Il pm di Milano Paolo Storari ha disposto il controllo giudiziario di Deliveroo, colosso del delivery food, dopo quello nei confronti di Glovo, e sempre per caporalato sui rider. In questo caso sarebbero stati sfruttati, con paghe sotto la soglia di povertà, e approfittando del loro stato di bisogno, dai 3.000 ai 20.000 lavoratori sul territorio milanese e nazionale.

L'amministratore giudiziario dovrà lavorare per regolarizzare le loro posizioni. La società e il suo amministratore unico sono indagati.

Nel provvedimento in via d'urgenza (dovrà essere valutato da un gip) di 60 pagine, il pm Storari, che da anni sta portando avanti indagini di questo genere anche nei settori della logistica, dei trasporti, della moda e della vigilanza privata, si legge che è iscritta la società Deliveroo Italy srl, con sede a Milano, e che è indagato per caporalato l'amministratore unico Andrea Giuseppe Zocchi.

Ai rider (3mila su Milano e 20mila sul territorio nazionale), si legge nell'imputazione, sarebbero state corrisposte retribuzioni «in alcuni casi inferiori fino a circa il 90% rispetto alla soglia di povertà e alla contrattazione collettiva». Somme che violano anche la Costituzione, perché non possono garantire una «esistenza libera e dignitosa».

Deliveroo e il suo amministratore avrebbero adottato una «politica di impresa che rinnega esplicitamente le esigenze di rispetto della legalità». Lo sfruttamento lavorativo, scrive il pm sulla base degli accertamenti dei carabinieri del Nucleo ispettorato del lavoro, viene «perpetrato da anni». Una situazione di illegalità che deve «cessare al più presto».

Da qui la nomina da parte della Procura, diretta da Marcello Viola, dell'amministratore giudiziario Massimiliano Poppi per Deliveroo Italy, affinché «proceda alla regolarizzazione dei lavoratori».

Lo scorso 19 febbraio, il gip Roberto Crepaldi aveva convalidato il provvedimento del pm Storari che aveva disposto, sempre in via d'urgenza, il controllo giudiziario nei confronti di Foodinho, società milanese di delivery del colosso spagnolo Glovo, finito al centro delle indagini per caporalato.
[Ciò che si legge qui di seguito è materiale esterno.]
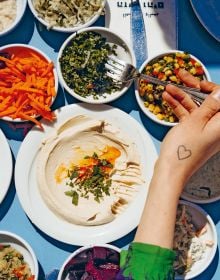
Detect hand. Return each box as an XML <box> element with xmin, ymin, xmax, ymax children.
<box><xmin>159</xmin><ymin>70</ymin><xmax>220</xmax><ymax>192</ymax></box>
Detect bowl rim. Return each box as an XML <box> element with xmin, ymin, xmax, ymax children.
<box><xmin>56</xmin><ymin>26</ymin><xmax>136</xmax><ymax>104</ymax></box>
<box><xmin>175</xmin><ymin>200</ymin><xmax>218</xmax><ymax>280</ymax></box>
<box><xmin>135</xmin><ymin>49</ymin><xmax>211</xmax><ymax>127</ymax></box>
<box><xmin>0</xmin><ymin>43</ymin><xmax>59</xmax><ymax>123</ymax></box>
<box><xmin>25</xmin><ymin>0</ymin><xmax>107</xmax><ymax>33</ymax></box>
<box><xmin>0</xmin><ymin>230</ymin><xmax>39</xmax><ymax>279</ymax></box>
<box><xmin>57</xmin><ymin>243</ymin><xmax>121</xmax><ymax>280</ymax></box>
<box><xmin>0</xmin><ymin>0</ymin><xmax>28</xmax><ymax>37</ymax></box>
<box><xmin>180</xmin><ymin>190</ymin><xmax>220</xmax><ymax>204</ymax></box>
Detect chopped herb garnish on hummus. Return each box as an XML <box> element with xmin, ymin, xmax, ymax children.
<box><xmin>65</xmin><ymin>153</ymin><xmax>113</xmax><ymax>206</ymax></box>
<box><xmin>60</xmin><ymin>31</ymin><xmax>120</xmax><ymax>99</ymax></box>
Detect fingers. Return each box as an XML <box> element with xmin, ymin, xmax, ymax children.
<box><xmin>194</xmin><ymin>87</ymin><xmax>220</xmax><ymax>124</ymax></box>
<box><xmin>200</xmin><ymin>80</ymin><xmax>217</xmax><ymax>92</ymax></box>
<box><xmin>163</xmin><ymin>91</ymin><xmax>189</xmax><ymax>122</ymax></box>
<box><xmin>178</xmin><ymin>69</ymin><xmax>200</xmax><ymax>88</ymax></box>
<box><xmin>166</xmin><ymin>85</ymin><xmax>197</xmax><ymax>113</ymax></box>
<box><xmin>178</xmin><ymin>69</ymin><xmax>216</xmax><ymax>92</ymax></box>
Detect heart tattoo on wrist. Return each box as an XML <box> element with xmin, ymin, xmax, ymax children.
<box><xmin>177</xmin><ymin>145</ymin><xmax>192</xmax><ymax>160</ymax></box>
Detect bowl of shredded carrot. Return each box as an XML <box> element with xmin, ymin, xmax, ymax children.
<box><xmin>0</xmin><ymin>44</ymin><xmax>58</xmax><ymax>128</ymax></box>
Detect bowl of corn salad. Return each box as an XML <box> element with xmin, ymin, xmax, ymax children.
<box><xmin>0</xmin><ymin>231</ymin><xmax>38</xmax><ymax>280</ymax></box>
<box><xmin>135</xmin><ymin>50</ymin><xmax>211</xmax><ymax>126</ymax></box>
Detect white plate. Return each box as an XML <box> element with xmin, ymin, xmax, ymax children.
<box><xmin>0</xmin><ymin>129</ymin><xmax>13</xmax><ymax>204</ymax></box>
<box><xmin>57</xmin><ymin>26</ymin><xmax>136</xmax><ymax>104</ymax></box>
<box><xmin>15</xmin><ymin>103</ymin><xmax>157</xmax><ymax>245</ymax></box>
<box><xmin>175</xmin><ymin>200</ymin><xmax>218</xmax><ymax>280</ymax></box>
<box><xmin>0</xmin><ymin>0</ymin><xmax>27</xmax><ymax>37</ymax></box>
<box><xmin>135</xmin><ymin>50</ymin><xmax>211</xmax><ymax>127</ymax></box>
<box><xmin>28</xmin><ymin>0</ymin><xmax>106</xmax><ymax>33</ymax></box>
<box><xmin>0</xmin><ymin>231</ymin><xmax>39</xmax><ymax>280</ymax></box>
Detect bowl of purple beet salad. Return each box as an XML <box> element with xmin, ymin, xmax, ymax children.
<box><xmin>57</xmin><ymin>244</ymin><xmax>120</xmax><ymax>280</ymax></box>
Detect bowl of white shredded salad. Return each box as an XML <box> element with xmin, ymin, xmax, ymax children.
<box><xmin>0</xmin><ymin>231</ymin><xmax>39</xmax><ymax>280</ymax></box>
<box><xmin>28</xmin><ymin>0</ymin><xmax>106</xmax><ymax>33</ymax></box>
<box><xmin>174</xmin><ymin>200</ymin><xmax>217</xmax><ymax>279</ymax></box>
<box><xmin>0</xmin><ymin>0</ymin><xmax>27</xmax><ymax>37</ymax></box>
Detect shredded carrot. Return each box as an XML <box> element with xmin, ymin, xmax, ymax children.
<box><xmin>0</xmin><ymin>49</ymin><xmax>56</xmax><ymax>128</ymax></box>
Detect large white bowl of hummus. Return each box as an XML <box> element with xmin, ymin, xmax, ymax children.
<box><xmin>37</xmin><ymin>115</ymin><xmax>144</xmax><ymax>226</ymax></box>
<box><xmin>0</xmin><ymin>0</ymin><xmax>27</xmax><ymax>36</ymax></box>
<box><xmin>15</xmin><ymin>103</ymin><xmax>157</xmax><ymax>246</ymax></box>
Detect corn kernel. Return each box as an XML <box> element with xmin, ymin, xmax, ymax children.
<box><xmin>169</xmin><ymin>75</ymin><xmax>177</xmax><ymax>82</ymax></box>
<box><xmin>157</xmin><ymin>114</ymin><xmax>164</xmax><ymax>120</ymax></box>
<box><xmin>144</xmin><ymin>101</ymin><xmax>150</xmax><ymax>107</ymax></box>
<box><xmin>189</xmin><ymin>67</ymin><xmax>196</xmax><ymax>75</ymax></box>
<box><xmin>165</xmin><ymin>70</ymin><xmax>173</xmax><ymax>76</ymax></box>
<box><xmin>153</xmin><ymin>105</ymin><xmax>161</xmax><ymax>115</ymax></box>
<box><xmin>169</xmin><ymin>116</ymin><xmax>175</xmax><ymax>122</ymax></box>
<box><xmin>174</xmin><ymin>63</ymin><xmax>180</xmax><ymax>69</ymax></box>
<box><xmin>148</xmin><ymin>104</ymin><xmax>155</xmax><ymax>112</ymax></box>
<box><xmin>147</xmin><ymin>93</ymin><xmax>154</xmax><ymax>102</ymax></box>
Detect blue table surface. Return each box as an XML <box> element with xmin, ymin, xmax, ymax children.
<box><xmin>0</xmin><ymin>0</ymin><xmax>220</xmax><ymax>280</ymax></box>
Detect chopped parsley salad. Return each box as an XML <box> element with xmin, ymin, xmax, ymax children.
<box><xmin>173</xmin><ymin>204</ymin><xmax>213</xmax><ymax>275</ymax></box>
<box><xmin>60</xmin><ymin>31</ymin><xmax>121</xmax><ymax>99</ymax></box>
<box><xmin>139</xmin><ymin>52</ymin><xmax>204</xmax><ymax>123</ymax></box>
<box><xmin>0</xmin><ymin>244</ymin><xmax>35</xmax><ymax>280</ymax></box>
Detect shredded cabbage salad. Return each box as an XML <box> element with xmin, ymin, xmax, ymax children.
<box><xmin>33</xmin><ymin>0</ymin><xmax>104</xmax><ymax>28</ymax></box>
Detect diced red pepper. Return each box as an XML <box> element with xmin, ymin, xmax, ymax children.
<box><xmin>173</xmin><ymin>68</ymin><xmax>180</xmax><ymax>75</ymax></box>
<box><xmin>196</xmin><ymin>66</ymin><xmax>204</xmax><ymax>75</ymax></box>
<box><xmin>190</xmin><ymin>58</ymin><xmax>196</xmax><ymax>65</ymax></box>
<box><xmin>176</xmin><ymin>57</ymin><xmax>184</xmax><ymax>66</ymax></box>
<box><xmin>158</xmin><ymin>72</ymin><xmax>165</xmax><ymax>80</ymax></box>
<box><xmin>152</xmin><ymin>70</ymin><xmax>159</xmax><ymax>77</ymax></box>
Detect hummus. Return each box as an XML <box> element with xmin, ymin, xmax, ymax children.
<box><xmin>37</xmin><ymin>115</ymin><xmax>143</xmax><ymax>225</ymax></box>
<box><xmin>0</xmin><ymin>0</ymin><xmax>17</xmax><ymax>32</ymax></box>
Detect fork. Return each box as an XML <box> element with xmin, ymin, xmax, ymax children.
<box><xmin>105</xmin><ymin>55</ymin><xmax>208</xmax><ymax>105</ymax></box>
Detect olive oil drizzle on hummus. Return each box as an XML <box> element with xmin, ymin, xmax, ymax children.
<box><xmin>65</xmin><ymin>153</ymin><xmax>116</xmax><ymax>206</ymax></box>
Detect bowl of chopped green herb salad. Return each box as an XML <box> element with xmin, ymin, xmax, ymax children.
<box><xmin>57</xmin><ymin>27</ymin><xmax>136</xmax><ymax>104</ymax></box>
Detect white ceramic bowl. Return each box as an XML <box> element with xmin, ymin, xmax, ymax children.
<box><xmin>0</xmin><ymin>44</ymin><xmax>58</xmax><ymax>122</ymax></box>
<box><xmin>181</xmin><ymin>152</ymin><xmax>220</xmax><ymax>204</ymax></box>
<box><xmin>28</xmin><ymin>0</ymin><xmax>106</xmax><ymax>33</ymax></box>
<box><xmin>57</xmin><ymin>244</ymin><xmax>121</xmax><ymax>280</ymax></box>
<box><xmin>57</xmin><ymin>27</ymin><xmax>136</xmax><ymax>104</ymax></box>
<box><xmin>135</xmin><ymin>50</ymin><xmax>211</xmax><ymax>127</ymax></box>
<box><xmin>0</xmin><ymin>0</ymin><xmax>27</xmax><ymax>37</ymax></box>
<box><xmin>0</xmin><ymin>231</ymin><xmax>39</xmax><ymax>280</ymax></box>
<box><xmin>175</xmin><ymin>200</ymin><xmax>218</xmax><ymax>280</ymax></box>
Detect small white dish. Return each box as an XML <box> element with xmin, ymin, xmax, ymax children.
<box><xmin>0</xmin><ymin>231</ymin><xmax>39</xmax><ymax>280</ymax></box>
<box><xmin>57</xmin><ymin>244</ymin><xmax>121</xmax><ymax>280</ymax></box>
<box><xmin>57</xmin><ymin>27</ymin><xmax>136</xmax><ymax>104</ymax></box>
<box><xmin>175</xmin><ymin>200</ymin><xmax>218</xmax><ymax>280</ymax></box>
<box><xmin>0</xmin><ymin>44</ymin><xmax>58</xmax><ymax>122</ymax></box>
<box><xmin>135</xmin><ymin>50</ymin><xmax>211</xmax><ymax>127</ymax></box>
<box><xmin>0</xmin><ymin>0</ymin><xmax>27</xmax><ymax>37</ymax></box>
<box><xmin>0</xmin><ymin>129</ymin><xmax>13</xmax><ymax>204</ymax></box>
<box><xmin>28</xmin><ymin>0</ymin><xmax>106</xmax><ymax>33</ymax></box>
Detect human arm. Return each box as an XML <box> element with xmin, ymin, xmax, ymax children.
<box><xmin>119</xmin><ymin>71</ymin><xmax>220</xmax><ymax>280</ymax></box>
<box><xmin>135</xmin><ymin>70</ymin><xmax>220</xmax><ymax>248</ymax></box>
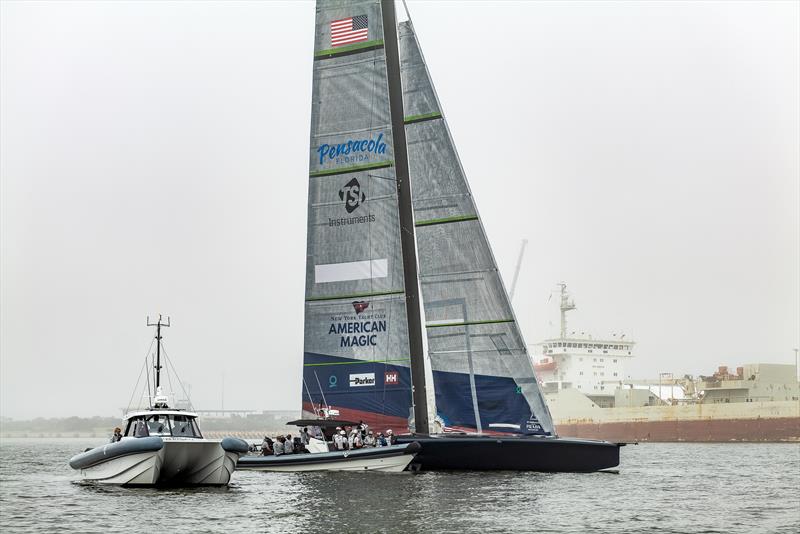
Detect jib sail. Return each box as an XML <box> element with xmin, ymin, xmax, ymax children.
<box><xmin>399</xmin><ymin>21</ymin><xmax>553</xmax><ymax>435</ymax></box>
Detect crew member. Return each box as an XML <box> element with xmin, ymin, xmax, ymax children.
<box><xmin>261</xmin><ymin>436</ymin><xmax>272</xmax><ymax>456</ymax></box>
<box><xmin>272</xmin><ymin>436</ymin><xmax>286</xmax><ymax>456</ymax></box>
<box><xmin>333</xmin><ymin>430</ymin><xmax>347</xmax><ymax>451</ymax></box>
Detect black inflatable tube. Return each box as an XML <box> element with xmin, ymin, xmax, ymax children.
<box><xmin>69</xmin><ymin>436</ymin><xmax>164</xmax><ymax>469</ymax></box>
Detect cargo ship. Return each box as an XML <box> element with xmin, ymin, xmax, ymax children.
<box><xmin>531</xmin><ymin>284</ymin><xmax>800</xmax><ymax>442</ymax></box>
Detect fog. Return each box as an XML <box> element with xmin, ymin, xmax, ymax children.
<box><xmin>0</xmin><ymin>1</ymin><xmax>800</xmax><ymax>418</ymax></box>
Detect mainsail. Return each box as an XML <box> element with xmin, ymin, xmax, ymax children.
<box><xmin>399</xmin><ymin>20</ymin><xmax>554</xmax><ymax>435</ymax></box>
<box><xmin>302</xmin><ymin>0</ymin><xmax>553</xmax><ymax>435</ymax></box>
<box><xmin>302</xmin><ymin>0</ymin><xmax>412</xmax><ymax>432</ymax></box>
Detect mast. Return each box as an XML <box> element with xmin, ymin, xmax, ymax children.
<box><xmin>381</xmin><ymin>0</ymin><xmax>429</xmax><ymax>434</ymax></box>
<box><xmin>508</xmin><ymin>239</ymin><xmax>528</xmax><ymax>302</ymax></box>
<box><xmin>147</xmin><ymin>313</ymin><xmax>169</xmax><ymax>394</ymax></box>
<box><xmin>558</xmin><ymin>282</ymin><xmax>575</xmax><ymax>339</ymax></box>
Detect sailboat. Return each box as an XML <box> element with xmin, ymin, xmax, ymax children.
<box><xmin>302</xmin><ymin>0</ymin><xmax>619</xmax><ymax>471</ymax></box>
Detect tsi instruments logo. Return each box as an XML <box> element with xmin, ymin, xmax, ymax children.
<box><xmin>350</xmin><ymin>373</ymin><xmax>375</xmax><ymax>388</ymax></box>
<box><xmin>328</xmin><ymin>178</ymin><xmax>375</xmax><ymax>226</ymax></box>
<box><xmin>339</xmin><ymin>178</ymin><xmax>367</xmax><ymax>213</ymax></box>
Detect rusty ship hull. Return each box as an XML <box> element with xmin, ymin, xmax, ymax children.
<box><xmin>548</xmin><ymin>395</ymin><xmax>800</xmax><ymax>443</ymax></box>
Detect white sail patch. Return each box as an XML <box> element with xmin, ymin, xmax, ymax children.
<box><xmin>314</xmin><ymin>258</ymin><xmax>389</xmax><ymax>284</ymax></box>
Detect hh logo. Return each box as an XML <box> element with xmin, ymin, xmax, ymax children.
<box><xmin>350</xmin><ymin>373</ymin><xmax>375</xmax><ymax>388</ymax></box>
<box><xmin>339</xmin><ymin>178</ymin><xmax>367</xmax><ymax>213</ymax></box>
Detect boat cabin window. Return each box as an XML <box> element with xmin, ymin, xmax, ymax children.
<box><xmin>146</xmin><ymin>414</ymin><xmax>172</xmax><ymax>436</ymax></box>
<box><xmin>125</xmin><ymin>414</ymin><xmax>203</xmax><ymax>438</ymax></box>
<box><xmin>172</xmin><ymin>415</ymin><xmax>203</xmax><ymax>438</ymax></box>
<box><xmin>125</xmin><ymin>417</ymin><xmax>150</xmax><ymax>438</ymax></box>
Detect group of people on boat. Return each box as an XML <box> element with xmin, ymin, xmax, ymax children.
<box><xmin>333</xmin><ymin>428</ymin><xmax>397</xmax><ymax>451</ymax></box>
<box><xmin>261</xmin><ymin>428</ymin><xmax>309</xmax><ymax>456</ymax></box>
<box><xmin>261</xmin><ymin>421</ymin><xmax>397</xmax><ymax>456</ymax></box>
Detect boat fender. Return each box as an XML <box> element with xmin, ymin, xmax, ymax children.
<box><xmin>220</xmin><ymin>437</ymin><xmax>250</xmax><ymax>454</ymax></box>
<box><xmin>69</xmin><ymin>436</ymin><xmax>164</xmax><ymax>469</ymax></box>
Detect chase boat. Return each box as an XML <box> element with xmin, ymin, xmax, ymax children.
<box><xmin>236</xmin><ymin>419</ymin><xmax>420</xmax><ymax>473</ymax></box>
<box><xmin>69</xmin><ymin>316</ymin><xmax>248</xmax><ymax>486</ymax></box>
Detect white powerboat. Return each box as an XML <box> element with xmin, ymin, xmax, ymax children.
<box><xmin>69</xmin><ymin>317</ymin><xmax>248</xmax><ymax>486</ymax></box>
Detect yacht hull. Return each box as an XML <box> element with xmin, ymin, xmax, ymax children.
<box><xmin>397</xmin><ymin>434</ymin><xmax>621</xmax><ymax>472</ymax></box>
<box><xmin>236</xmin><ymin>443</ymin><xmax>419</xmax><ymax>473</ymax></box>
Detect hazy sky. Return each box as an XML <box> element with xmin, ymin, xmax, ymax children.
<box><xmin>0</xmin><ymin>1</ymin><xmax>800</xmax><ymax>418</ymax></box>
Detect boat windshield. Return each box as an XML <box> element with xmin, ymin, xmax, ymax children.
<box><xmin>125</xmin><ymin>414</ymin><xmax>203</xmax><ymax>438</ymax></box>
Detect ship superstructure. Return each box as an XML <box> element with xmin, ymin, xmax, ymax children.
<box><xmin>534</xmin><ymin>283</ymin><xmax>635</xmax><ymax>405</ymax></box>
<box><xmin>534</xmin><ymin>283</ymin><xmax>800</xmax><ymax>441</ymax></box>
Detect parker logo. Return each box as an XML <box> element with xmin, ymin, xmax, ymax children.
<box><xmin>339</xmin><ymin>178</ymin><xmax>367</xmax><ymax>213</ymax></box>
<box><xmin>383</xmin><ymin>371</ymin><xmax>400</xmax><ymax>386</ymax></box>
<box><xmin>350</xmin><ymin>373</ymin><xmax>375</xmax><ymax>388</ymax></box>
Per l'accusa, in quel caso sarebbero stati sfruttati 40 mila rider impiegati in tutta Italia, «lavoratori, formalmente autonomi in regime forfettario», ma «in realtà da considerarsi lavoratori dipendenti a pieno titolo: approfittando dello stato di bisogno avrebbero percepito un reddito netto annuo sotto la soglia di povertà».

Le testimonianze

«Inizio il servizio, loggandomi all'app, alle ore 11 del mattino e finisco alle ore 22. Lavoro 7 giorni su 7 per circa 11 ore al giorno, la mia paga non è sufficiente. Per tale motivo svolgo un secondo lavoro come facchino in un hotel per 5 giorni a settimana delle ore 23 sino alle 7. Purtroppo devo inviare circa 600 euro alla mia numerosa famiglia che vive in Nigeria».

È solo una delle tantissime testimonianze di "sfruttamento" di rider, riportate nel provvedimento di controllo giudiziario per caporalato a carico di Deliveroo. Dalle carte e dalle deposizioni di decine di rider risulta che i lavoratori incassano tra i 3 e i 4 euro a consegna. Uno di loro ha messo a verbale che deve fare "fino a 150 km" al giorno per "dieci consegne". Gli ordini arrivano direttamente con "notifica su una app".

Le ricostruzioni riportate nel provvedimento della Procura di Milano sono, in sostanza, identiche al caso Glovo, nel quale il pm Storari metteva in luce una "gestione algoritmica della prestazione" lavorativa, il "monitoraggio" costante su "tempi" di consegna e "performance" con tanto di "punizioni". E anche un elemento che resta, al momento, oscuro, ovvero il modo in cui "vengono elaborati" i dati per assegnare "gli ordini" e soprattutto calcolare il "compenso".

L'accesso al lavoro, infatti, come si legge sulla base delle testimonianze e delle analisi investigative, "avviene mediante log-in alla piattaforma" e, una volta collegato, il rider "riceve gli ordini" dalla app. Alcuni lavoratori riescono ad arrivare a guadagnare "circa 1.100 euro al mese", altri non più di "500-600 euro" e non possono "permettersi", come ha raccontato uno di loro, "di rifiutare consegne per mantenere - ha detto - moglie e figli in Afghanistan". E ancora: "Deliveroo monitora i miei spostamenti tramite Gps". Le prestazioni, poi, vengono valutate tramite la piattaforma per "produttività, frequenza, continuità". Un altro rider ha sintetizzato così: "Fa tutto l'algoritmo dell'applicazione".